Da sie jedoch nicht wußte, wo sie
ihre Suche beginnen sollte, blieb sie unschlüssig auf dem hölzernen Bürgersteig
vor dem Hotel stehen und schaute sich nachdenklich um.
Seattle war trotz des geschäftigen
Eindrucks, den es machte, keine große Stadt. Lydia entdeckte, daß die Ausläufer
der Wälder bis an die Third Street reichten und das Zentrum der Stadt über eine
kleine Kirche verfügte.
Obwohl Lydia ziemlich sicher war,
daß Polly aufgrund ihrer starken Schuldgefühle bestimmt nicht in einer Kirche
zu finden war, betrat sie den kleinen kühlen Raum und setzte sich auf eine der
schlichten Holzbänke.
»Kann ich Ihnen irgendwie behilflich
sein?«
Lydia erschrak. Eine rundliche Frau
mit freundlichem Lächeln und einem pockennarbigen Gesicht stand hinter ihr im
Gang. »Mein Name ist McQuire«, sagte Lydia nach kurzem Zögern und stand auf, um
der Frau ihre Hand zu reichen. »Ich suche meine Freundin Polly ...« Sie brach
ab, weil sie nicht wußte, wie Polly mit Mädchennamen hieß. »Polly Quade«, sagte
sie schließlich. »Kennen Sie sie?«
Die Frau schüttelte den Kopf.
»Nein.« Falls ihr der Name >Quade< etwas sagte, was bestimmt der Fall
war, ließ sie es sich nicht anmerken. »Ist Ihre Freundin auf der Durchreise?

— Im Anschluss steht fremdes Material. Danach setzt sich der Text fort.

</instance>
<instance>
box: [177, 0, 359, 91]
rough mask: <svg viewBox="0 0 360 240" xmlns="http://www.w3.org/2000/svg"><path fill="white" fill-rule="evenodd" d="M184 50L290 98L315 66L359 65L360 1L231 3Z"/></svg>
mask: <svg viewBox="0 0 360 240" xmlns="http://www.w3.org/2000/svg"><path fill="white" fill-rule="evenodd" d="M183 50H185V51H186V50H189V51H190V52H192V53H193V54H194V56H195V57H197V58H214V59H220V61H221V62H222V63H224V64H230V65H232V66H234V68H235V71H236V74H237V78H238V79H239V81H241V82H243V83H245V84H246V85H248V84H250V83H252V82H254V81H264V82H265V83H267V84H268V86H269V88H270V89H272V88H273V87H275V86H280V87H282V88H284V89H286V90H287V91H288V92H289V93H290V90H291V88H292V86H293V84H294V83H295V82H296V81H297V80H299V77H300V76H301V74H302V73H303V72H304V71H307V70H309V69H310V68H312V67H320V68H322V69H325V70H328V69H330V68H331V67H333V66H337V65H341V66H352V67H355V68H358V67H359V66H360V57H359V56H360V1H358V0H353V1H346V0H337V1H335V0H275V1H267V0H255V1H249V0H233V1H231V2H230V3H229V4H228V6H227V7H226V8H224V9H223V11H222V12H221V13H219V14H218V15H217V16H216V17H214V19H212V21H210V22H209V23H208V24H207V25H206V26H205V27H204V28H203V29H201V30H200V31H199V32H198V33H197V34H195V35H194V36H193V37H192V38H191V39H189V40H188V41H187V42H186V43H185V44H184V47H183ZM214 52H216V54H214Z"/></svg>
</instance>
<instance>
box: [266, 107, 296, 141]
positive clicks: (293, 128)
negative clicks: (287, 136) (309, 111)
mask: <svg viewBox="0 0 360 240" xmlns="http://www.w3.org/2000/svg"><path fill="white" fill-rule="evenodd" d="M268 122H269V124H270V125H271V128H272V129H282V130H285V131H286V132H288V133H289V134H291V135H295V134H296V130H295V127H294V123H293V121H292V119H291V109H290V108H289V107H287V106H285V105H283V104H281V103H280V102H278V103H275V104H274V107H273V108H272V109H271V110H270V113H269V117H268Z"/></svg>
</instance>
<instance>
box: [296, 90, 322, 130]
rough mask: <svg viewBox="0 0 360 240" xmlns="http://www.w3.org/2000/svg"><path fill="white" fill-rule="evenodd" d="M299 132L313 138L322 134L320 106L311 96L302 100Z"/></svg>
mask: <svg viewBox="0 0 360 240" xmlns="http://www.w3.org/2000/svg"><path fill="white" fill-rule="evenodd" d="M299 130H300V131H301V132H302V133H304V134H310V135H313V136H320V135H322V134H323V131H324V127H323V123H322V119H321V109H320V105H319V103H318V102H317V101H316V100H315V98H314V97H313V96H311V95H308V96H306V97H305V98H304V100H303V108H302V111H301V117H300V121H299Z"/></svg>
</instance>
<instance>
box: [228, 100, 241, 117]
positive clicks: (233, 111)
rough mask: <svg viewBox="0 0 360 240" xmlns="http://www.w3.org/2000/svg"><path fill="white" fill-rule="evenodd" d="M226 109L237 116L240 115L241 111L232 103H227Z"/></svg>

Nach San Francisco vielleicht oder in den Orient?«
Lydia seufzte. »Ich wünschte, ich
wüßte es.«
»Ist sie allein?«
Lydia dachte an Pollys Trauer und
den leeren Ausdruck in Devons Augen, als sie ihn zuletzt gesehen hatte. »Ja,
ich glaube schon. Sie hat bestimmt versucht, ein billiges Hotel zu finden und
vielleicht auch Arbeit.«
Die andere Frau nickte. »Es kann
sein, daß sie in den Wäldern für eine der Holzgesellschaften kocht oder im
Hotel Imperial beschäftigt ist. Vielleicht hat sie auch geheiratet. Sobald eine
alleinstehende Frau in Seattle erscheint, so häßlich oder boshaft sie auch sein
mag, stehen die Männer Schlange, um sie in den heiligen Stand der Ehe zu
entführen.«
Lydia wurde unbehaglich zumute. Seit
sie das Hotel verlassen hatte, verfolgten sie neugierige Männerblicke, Pfiffe
und dreiste Zurufe. »Ich glaube, das Hotel Imperial wäre zu teuer für meine
Freundin. Gibt es keine Pension in Seattle?«
»Doch, eine, aber keine anständige
Frau würde dort ein Zimmer nehmen. Die Pension liegt direkt hinter dem States
Rights Saloon, und ich habe gehört, daß die Matratzen von Wanzen nur so
wimmeln sollen.«
Die Frau hatte recht, in einer
solchen Kaschemme wäre Polly bestimmt nie abgestiegen. Auch Lydia hätte eher in
einem Heuschober übernachtet als an einem solchen Ort.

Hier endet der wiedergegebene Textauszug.